DRA mode is experimental. Do not enable it in production clusters.

To switch to DRA, set dra.enabled: true in ModuleConfig gpu and configure the NodeGroup:

apiVersion: deckhouse.io/v1alpha1
kind: ModuleConfig
metadata:
  name: gpu
spec:
  enabled: true
  version: 1
  settings:
    dra:
      enabled: true

The module will automatically remove the Device Plugin stack from d8-nvidia-gpu and deploy the DRA stack into the same namespace. No manual cleanup is required.

What the module deploys

Device Plugin mode (namespace d8-nvidia-gpu):

  • Node Feature Discovery (NFD) and GPU Feature Discovery (GFD) for GPU labeling.
  • NVIDIA device plugin supporting Exclusive/TimeSlicing/MIG modes.
  • MIG manager and configs for MIG-capable GPUs.
  • DCGM Exporter and ready Grafana dashboards for GPU health.

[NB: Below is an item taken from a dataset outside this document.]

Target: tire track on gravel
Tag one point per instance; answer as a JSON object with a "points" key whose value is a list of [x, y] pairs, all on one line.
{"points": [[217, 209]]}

DRA mode (namespace d8-nvidia-gpu):

  • gpu-controller — central DRA controller managing ResourceClaim/ResourceSlice API.
  • gpu-node-agent — per-node GPU discovery and ResourceSlice publishing.
  • nvidia-adapter — per-node CDI device injection into containers.
  • DCGM Exporter and Grafana dashboards.

See module configuration and architecture for a full component breakdown.

Monitoring

DCGM Exporter publishes metrics; Grafana dashboards show GPU load and MIG state.